Have you ever witnessed situations where experienced managers are guessing which direction to choose, instead of making data-driven business decisions?
I believe that a good balance between intuition and data is the key to success, but data should be at the heart of strategic decision making in businesses. It helps you to understand what makes a difference to your organization and prevents you from wasting energy on useless actions.
Making sense of data is a challenge, especially for many small and midsize companies. Data analysis is not just charts and graphs. You need something that is meaningful and that a decision-maker on whatever level of your company can connect with.
Here are few things that small companies should consider:
1. Ask yourself why you ought to invest in data analytics.
If you want to move to data-driven decision-making processes, you’ll need to decide which will be the benefits of better data analysis and how much those benefits worth.
2. Define objectives before beginning analysis.
Find questions you’ll need to answer. It helps you to stay focused on the right data and to save time and money. Don’t collect everything “just in case”.
Identify what data you already have and what data you need to collect.
3. Begin your data collection on day one. It will prevent you from flying blind in the future.
Maybe now it doesn’t seem like a necessary thing because you have so much to do, but after some time you will for sure face a moment when you won’t be able to find the information that you need: about your previous project, client, employee etc.
4. Start using a CRM system and don’t make a mess of it. Analyze customer’s feedback. Measure the customer’s behavior.
It will take you some time and energy, but it will be worth it.
Data from CRM system can be very helpful when you are making a strategic decision, looking for the best lead generation source, trying to extend your product portfolio, contacting your old clients to check how they are doing or asking for their business reference.
5. Create a system. BI Tool, SharePoint, Excel… – choose whatever works best for you.
Choosing the right BI tool can help you to explore valuable insights and apply them for business advantage.

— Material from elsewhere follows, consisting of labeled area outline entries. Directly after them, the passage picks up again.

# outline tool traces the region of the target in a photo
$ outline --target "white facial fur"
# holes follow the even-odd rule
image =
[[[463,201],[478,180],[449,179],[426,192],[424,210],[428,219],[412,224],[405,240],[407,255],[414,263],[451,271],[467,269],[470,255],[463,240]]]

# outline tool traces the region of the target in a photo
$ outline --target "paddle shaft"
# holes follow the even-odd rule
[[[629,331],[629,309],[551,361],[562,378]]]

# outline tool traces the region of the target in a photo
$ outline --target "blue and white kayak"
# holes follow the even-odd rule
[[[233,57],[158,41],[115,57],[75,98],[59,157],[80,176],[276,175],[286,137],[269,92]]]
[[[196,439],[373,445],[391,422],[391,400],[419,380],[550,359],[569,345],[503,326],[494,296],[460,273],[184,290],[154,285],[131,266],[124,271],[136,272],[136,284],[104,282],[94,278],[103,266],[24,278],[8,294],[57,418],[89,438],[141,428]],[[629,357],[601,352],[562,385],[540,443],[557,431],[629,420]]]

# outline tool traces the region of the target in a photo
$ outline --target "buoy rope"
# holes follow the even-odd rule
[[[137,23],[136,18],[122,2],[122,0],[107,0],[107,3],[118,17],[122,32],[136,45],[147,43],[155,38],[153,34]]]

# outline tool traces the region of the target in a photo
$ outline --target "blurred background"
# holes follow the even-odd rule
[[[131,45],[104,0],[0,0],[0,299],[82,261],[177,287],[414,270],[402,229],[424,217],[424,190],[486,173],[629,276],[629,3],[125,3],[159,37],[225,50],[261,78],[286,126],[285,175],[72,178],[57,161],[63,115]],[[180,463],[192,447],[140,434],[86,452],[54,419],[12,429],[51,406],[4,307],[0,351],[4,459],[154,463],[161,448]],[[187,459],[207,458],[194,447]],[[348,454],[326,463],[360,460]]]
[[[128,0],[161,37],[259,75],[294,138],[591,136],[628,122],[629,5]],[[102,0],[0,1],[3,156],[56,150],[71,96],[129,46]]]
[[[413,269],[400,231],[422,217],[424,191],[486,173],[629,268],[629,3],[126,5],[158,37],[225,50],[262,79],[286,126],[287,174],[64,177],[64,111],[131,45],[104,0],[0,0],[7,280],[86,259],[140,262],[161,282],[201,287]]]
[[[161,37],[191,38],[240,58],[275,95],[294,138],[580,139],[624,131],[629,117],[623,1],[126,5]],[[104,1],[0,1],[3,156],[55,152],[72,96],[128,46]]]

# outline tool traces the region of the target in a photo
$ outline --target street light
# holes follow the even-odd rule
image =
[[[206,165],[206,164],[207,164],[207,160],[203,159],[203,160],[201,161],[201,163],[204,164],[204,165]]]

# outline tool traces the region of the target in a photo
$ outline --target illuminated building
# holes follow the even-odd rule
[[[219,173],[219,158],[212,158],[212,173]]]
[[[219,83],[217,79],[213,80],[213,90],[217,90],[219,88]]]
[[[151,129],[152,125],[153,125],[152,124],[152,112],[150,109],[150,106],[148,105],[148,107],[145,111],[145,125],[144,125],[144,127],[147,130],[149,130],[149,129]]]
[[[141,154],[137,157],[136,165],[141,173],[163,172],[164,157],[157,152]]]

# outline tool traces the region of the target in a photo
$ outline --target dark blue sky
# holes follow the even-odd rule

If you decide to use a BI tool, make sure you consider user factors as user experience, product integration and the maturity level of the portfolio.
Remember that the solution must be easy and fast to adopt in the short term.
6. And the most important one: you can’t do it alone. Cooperate!
If you’re serious about making data-driven decisions the rule in your organization, you must create a culture which is accepted by all your team members.